論文 参考訳(メタデータ) (2021-01-11T10:42:38Z) - Towards Optimally Efficient Tree Search with Deep Learning [76.64632985696237]
本稿では,線形モデルから信号整数を推定する古典整数最小二乗問題について検討する。
問題はNPハードであり、信号処理、バイオインフォマティクス、通信、機械学習といった様々な応用でしばしば発生する。
本稿では, 深いニューラルネットワークを用いて, 単純化されたメモリバウンドA*アルゴリズムの最適推定を推定し, HATSアルゴリズムを提案する。
論文 参考訳(メタデータ) (2021-01-07T08:00:02Z) - Provable Multi-Objective Reinforcement Learning with Generative Models [98.19879408649848]
目的の選好から最適な政策を学習する単一政策 MORL の問題について検討する。
既存の方法は、多目的決定プロセスの正確な知識のような強い仮定を必要とする。
モデルベースエンベロップ値 (EVI) と呼ばれる新しいアルゴリズムを提案し, 包含された多目的$Q$学習アルゴリズムを一般化する。
論文 参考訳(メタデータ) (2020-11-19T22:35:31Z) - Follow the bisector: a simple method for multi-objective optimization [65.83318707752385]
複数の異なる損失を最小化しなければならない最適化問題を考える。
提案手法は、各イテレーションにおける降下方向を計算し、目的関数の相対的減少を等しく保証する。
論文 参考訳(メタデータ) (2020-07-14T09:50:33Z) - MPLP++: Fast, Parallel Dual Block-Coordinate Ascent for Dense Graphical
Models [96.1052289276254]
この研究は、人気のあるDual Block-Coordinate Ascent原則に基づく新しいMAP-solverを導入している。

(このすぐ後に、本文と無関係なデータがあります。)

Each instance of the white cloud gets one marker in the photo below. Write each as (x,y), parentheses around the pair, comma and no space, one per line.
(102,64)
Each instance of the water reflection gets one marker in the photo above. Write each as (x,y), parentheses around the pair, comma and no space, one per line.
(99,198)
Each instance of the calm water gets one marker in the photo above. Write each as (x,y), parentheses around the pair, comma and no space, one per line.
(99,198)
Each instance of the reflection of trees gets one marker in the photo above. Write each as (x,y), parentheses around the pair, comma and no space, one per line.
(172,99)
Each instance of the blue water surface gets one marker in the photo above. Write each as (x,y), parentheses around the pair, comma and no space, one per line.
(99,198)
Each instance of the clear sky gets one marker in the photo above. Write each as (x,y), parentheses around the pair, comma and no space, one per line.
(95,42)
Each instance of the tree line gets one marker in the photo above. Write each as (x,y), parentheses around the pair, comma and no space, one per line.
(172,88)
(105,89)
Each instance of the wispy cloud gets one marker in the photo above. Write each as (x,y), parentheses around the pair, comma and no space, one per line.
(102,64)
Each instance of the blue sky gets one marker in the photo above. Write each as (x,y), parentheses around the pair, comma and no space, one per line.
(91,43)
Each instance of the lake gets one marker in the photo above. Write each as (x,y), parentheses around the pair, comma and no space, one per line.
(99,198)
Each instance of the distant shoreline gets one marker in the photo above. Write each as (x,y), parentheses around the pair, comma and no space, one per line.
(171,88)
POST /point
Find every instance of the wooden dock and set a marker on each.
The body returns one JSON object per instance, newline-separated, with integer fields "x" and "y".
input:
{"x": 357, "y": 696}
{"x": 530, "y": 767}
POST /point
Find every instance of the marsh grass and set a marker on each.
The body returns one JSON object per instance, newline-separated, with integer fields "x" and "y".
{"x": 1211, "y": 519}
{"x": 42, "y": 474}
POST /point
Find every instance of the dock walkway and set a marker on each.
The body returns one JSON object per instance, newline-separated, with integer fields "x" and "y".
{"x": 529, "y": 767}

驚いたことに、性能の低い解法に小さな変更を加えることで、既存の解法を大きなマージンで大幅に上回る新しい解法MPLP++を導出します。
論文 参考訳(メタデータ) (2020-04-16T16:20:53Z)
関連論文リストは本サイト内にある論文のタイトル・アブストラクトから自動的に作成しています。
指定された論文の情報です。
本サイトの運営者は本サイト(すべての情報・翻訳含む)の品質を保証せず、本サイト(すべての情報・翻訳含む)を使用して発生したあらゆる結果について一切の責任を負いません。